Pour s’y rendre, le plus simple est d’emprunter le train de la ligne Circumvesuviana que l’on prend à la gare de Naples. C’est ce que nous ferons. La durée du trajet avoisine les 40 mn, si tout va bien, car il n’est pas rare que des pannes ou divers incidents viennent à perturber le voyage, surtout l’indiscipline de certains voyageurs qui n’hésitent pas à sortir des wagons entre deux stations pour prendre l’air et rester discuter, car le Romain est bavard.
De préférence partir tôt le matin, surtout en période estivale, car à midi le soleil étant au zénith, il fait très chaud et les endroits où l’on peut se mettre à l’ombre sont plutôt rares.
Nous étions déjà venus sur le site en 2009 et nous avons trouvé, cet été, beaucoup de différences.

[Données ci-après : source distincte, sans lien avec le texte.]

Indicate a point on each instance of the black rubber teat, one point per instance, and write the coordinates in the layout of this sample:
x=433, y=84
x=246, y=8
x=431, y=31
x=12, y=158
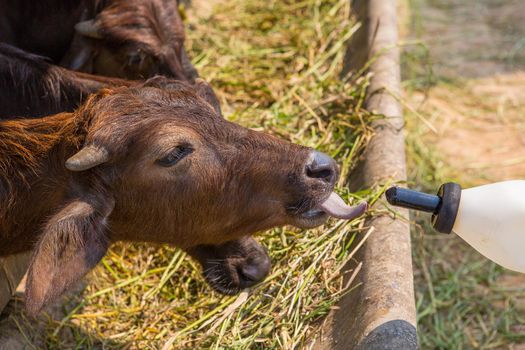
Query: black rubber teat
x=444, y=206
x=403, y=197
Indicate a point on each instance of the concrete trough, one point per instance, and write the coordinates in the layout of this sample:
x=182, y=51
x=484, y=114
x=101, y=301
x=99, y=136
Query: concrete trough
x=380, y=313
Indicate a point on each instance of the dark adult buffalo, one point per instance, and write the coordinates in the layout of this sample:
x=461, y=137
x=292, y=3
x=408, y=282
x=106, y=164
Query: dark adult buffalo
x=153, y=163
x=132, y=39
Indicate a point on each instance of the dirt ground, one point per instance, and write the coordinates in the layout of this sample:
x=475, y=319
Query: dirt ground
x=464, y=73
x=477, y=52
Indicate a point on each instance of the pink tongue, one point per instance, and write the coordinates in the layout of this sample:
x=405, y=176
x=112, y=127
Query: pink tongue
x=335, y=206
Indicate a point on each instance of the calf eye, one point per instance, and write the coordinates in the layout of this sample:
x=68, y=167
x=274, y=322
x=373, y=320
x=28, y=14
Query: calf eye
x=174, y=156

Tout d’abord, le périmètre visitable a été considérablement réduit.
Rue

Les visiteurs étant canalisés dans un parcours obligé de type circuit IKEA, ce qui a comme conséquence un afflux de population aux points intéressants de la visite. Il faudrait probablement revenir la nuit pour y trouver l’âme désertique et l’ambiance fantomatique des lieux. Par ailleurs, beaucoup de villas dont les pièces majeures des décorations murales ont été transférées au Musée National Archéologiques de Naples restent inaccessibles au public ou simplement visibles à travers quelques ouvertures protégées par des panneaux de plexiglas inesthétiques quand ce n’est pas simplement barricadées par de lourds échafaudages bâchés au travers desquels on devine une végétation sauvage qui ne demande qu’à reprendre ses droits. Bref un grand décalage par rapport à notre précédente visite de juin 2009, période pré-estivale où le site était beaucoup plus ouvert au public. Il semblerait qu’ici comme dans beaucoup de pays d’Europe, la « Culture des années 2016 » n’échappe pas aux restrictions budgétaires. L’effet conjugué de l’abondance touristique aura comme conséquence directe une réduction de l’espace visitable dans un probable soucis de conservation du patrimoine, ce qui est également compréhensible mais toujours dommageable au caractère authentique d’un lieu d’exception. Une visite au Musée National Archéologique est donc un complément indispensable pour admirer les œuvres majeures qui y sont exposées.
Il faut compter 4 bonnes heures de visite pour faire le tour des ruines et un bon équipement au pied car les rues sont entièrement pavées et les ornières nombreuses. Tongs ou talons hauts à proscrire.

Quelques ornières redoutables ...

Quelques ornières redoutables, pour les chevilles fragiles  …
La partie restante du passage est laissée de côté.